In Safeway Stores Ltd & Ors v Twigger & Ors (2010) the court’s conclusion that Safeway has real prospects of defeating the public policy defences could have important ramifications.
Safeway is expected to receive a hefty fine as a result of the OFT investigation into alleged collusion between supermarkets and dairy processors. Safeway has brought a claim against former directors and employees whom it alleges were responsible, in which it seeks to recover the amount of the fine and its costs for breach of contract and fiduciary duty.
The defendants applied to strike out the claim and obtain summary judgment on the basis that Safeway’s claim must fail as a matter of public policy. Their principal argument was that it infringed the principle of ex turpi causa - that you cannot rely on your own unlawful or illegal acts (in this case Safeway’s breach of competition law) to found a claim.
The court concluded that, although breach of the Competition Act is sufficiently serious to engage this rule, for it to preclude the company’s claim the wrongful acts must be those of the company itself, not merely acts of its employees that were for certain purposes attributed to it.
A company is only primarily liable for a breach of competition law if the anticompetitive conduct was approved by the board or shareholders (not so in this case) or was the act of the company’s ’controlling mind’ (as in a one-man company).
Safeway, therefore, has a good chance that the ex turpi causa defence will fail.
The court stressed that it was applying established law, albeit to a novel set of facts.
This is the first UK case in which the courts have indicated that a company may have a good claim to recover a competition law fine from its employees. As damages claims for competition infringements become more common, there is no reason why the same argument would not also apply to a claim to recover damages.

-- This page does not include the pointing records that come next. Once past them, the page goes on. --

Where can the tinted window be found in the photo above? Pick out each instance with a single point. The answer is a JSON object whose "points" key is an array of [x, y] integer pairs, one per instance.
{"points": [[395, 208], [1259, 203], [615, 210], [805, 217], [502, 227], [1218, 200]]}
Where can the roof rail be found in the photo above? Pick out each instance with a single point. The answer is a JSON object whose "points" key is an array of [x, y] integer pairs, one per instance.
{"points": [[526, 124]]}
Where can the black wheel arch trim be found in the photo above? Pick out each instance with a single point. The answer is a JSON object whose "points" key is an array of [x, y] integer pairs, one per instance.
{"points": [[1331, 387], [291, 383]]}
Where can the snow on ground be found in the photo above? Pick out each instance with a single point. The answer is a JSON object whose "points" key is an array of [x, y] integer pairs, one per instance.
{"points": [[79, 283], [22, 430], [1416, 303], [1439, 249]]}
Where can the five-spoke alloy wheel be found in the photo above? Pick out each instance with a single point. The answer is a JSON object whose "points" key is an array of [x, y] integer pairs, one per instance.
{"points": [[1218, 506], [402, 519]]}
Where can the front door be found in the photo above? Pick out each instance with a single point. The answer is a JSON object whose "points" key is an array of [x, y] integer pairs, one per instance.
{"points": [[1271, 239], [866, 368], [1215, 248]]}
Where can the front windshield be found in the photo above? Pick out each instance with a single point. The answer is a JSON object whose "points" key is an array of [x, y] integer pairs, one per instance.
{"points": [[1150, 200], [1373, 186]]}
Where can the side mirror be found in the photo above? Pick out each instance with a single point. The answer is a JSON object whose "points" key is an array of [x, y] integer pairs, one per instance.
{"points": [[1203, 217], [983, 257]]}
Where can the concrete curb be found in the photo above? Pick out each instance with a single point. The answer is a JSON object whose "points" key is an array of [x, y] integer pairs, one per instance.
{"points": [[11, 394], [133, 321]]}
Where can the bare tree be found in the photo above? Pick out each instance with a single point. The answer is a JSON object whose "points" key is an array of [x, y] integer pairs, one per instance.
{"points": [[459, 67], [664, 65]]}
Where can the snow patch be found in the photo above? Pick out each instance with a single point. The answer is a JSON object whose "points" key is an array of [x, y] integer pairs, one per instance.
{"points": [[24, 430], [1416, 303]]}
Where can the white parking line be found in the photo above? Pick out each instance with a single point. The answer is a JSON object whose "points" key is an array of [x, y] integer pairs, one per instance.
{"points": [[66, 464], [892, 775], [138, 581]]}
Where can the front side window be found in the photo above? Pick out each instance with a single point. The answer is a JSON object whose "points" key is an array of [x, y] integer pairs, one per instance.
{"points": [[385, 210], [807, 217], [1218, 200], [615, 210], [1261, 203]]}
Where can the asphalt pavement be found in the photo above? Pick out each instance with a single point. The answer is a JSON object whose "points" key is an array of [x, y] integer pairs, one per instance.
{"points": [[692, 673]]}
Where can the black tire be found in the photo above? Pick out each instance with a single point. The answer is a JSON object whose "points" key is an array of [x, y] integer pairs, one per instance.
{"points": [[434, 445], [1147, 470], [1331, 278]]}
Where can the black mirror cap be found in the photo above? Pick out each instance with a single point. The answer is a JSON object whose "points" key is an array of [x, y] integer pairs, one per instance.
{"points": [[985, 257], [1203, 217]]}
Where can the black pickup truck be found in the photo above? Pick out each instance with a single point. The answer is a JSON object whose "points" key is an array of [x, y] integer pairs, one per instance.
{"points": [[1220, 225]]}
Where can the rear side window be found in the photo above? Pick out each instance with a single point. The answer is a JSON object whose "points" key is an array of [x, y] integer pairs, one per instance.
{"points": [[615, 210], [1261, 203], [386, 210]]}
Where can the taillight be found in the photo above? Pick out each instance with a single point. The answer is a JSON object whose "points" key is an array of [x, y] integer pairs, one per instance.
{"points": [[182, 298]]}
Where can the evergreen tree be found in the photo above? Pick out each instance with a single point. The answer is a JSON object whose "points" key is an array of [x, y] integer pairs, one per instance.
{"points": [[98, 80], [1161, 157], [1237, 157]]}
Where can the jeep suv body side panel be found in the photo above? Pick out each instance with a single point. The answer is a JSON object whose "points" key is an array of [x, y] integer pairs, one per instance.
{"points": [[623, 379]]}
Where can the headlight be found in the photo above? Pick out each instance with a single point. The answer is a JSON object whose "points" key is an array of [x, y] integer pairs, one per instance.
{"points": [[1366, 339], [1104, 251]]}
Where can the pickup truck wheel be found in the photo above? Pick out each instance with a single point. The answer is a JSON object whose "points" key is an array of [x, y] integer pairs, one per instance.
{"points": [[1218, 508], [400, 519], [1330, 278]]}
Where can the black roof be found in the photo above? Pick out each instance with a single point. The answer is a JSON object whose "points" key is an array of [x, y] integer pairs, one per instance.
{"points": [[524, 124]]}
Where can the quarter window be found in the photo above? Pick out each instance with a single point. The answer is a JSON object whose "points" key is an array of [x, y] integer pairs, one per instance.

The ability to bring such claims may be attractive, given the high fines and the exposure to substantial damages claims following a finding of infringement. But such claims will only be worthwhile if the employees concerned are covered by directors and officers (D&O) insurance. This case may cause D&O insurers to examine the scope of cover they provide.
The risk that an individual may be personally liable if their employer is fined may prove a further deterrent to anticompetitive behaviour and will need to be factored in to competition compliance programmes. Although individuals in the UK involved in cartels can face criminal sanctions, these powers are used rarely and apply in limited circumstances, whereas any breach of UK or EC competition law resulting in a fine could lead to exposure to claims of this kind.
The risk of personal liability may, however, create challenges for companies defending themselves in competition investigations. Companies need the assistance of employees to understand what has happened, but those individuals may be less willing to cooperate if they could be exposed to personal liability and they may want protection from potential claims before cooperating.
Conflicts of interest could also arise between individuals and the company, requiring separate advice, thus further complicating investigations. In turn, this may make it more difficult for companies to take advantage of the OFT’s leniency programme, which is a key aspect of its antitrust policy.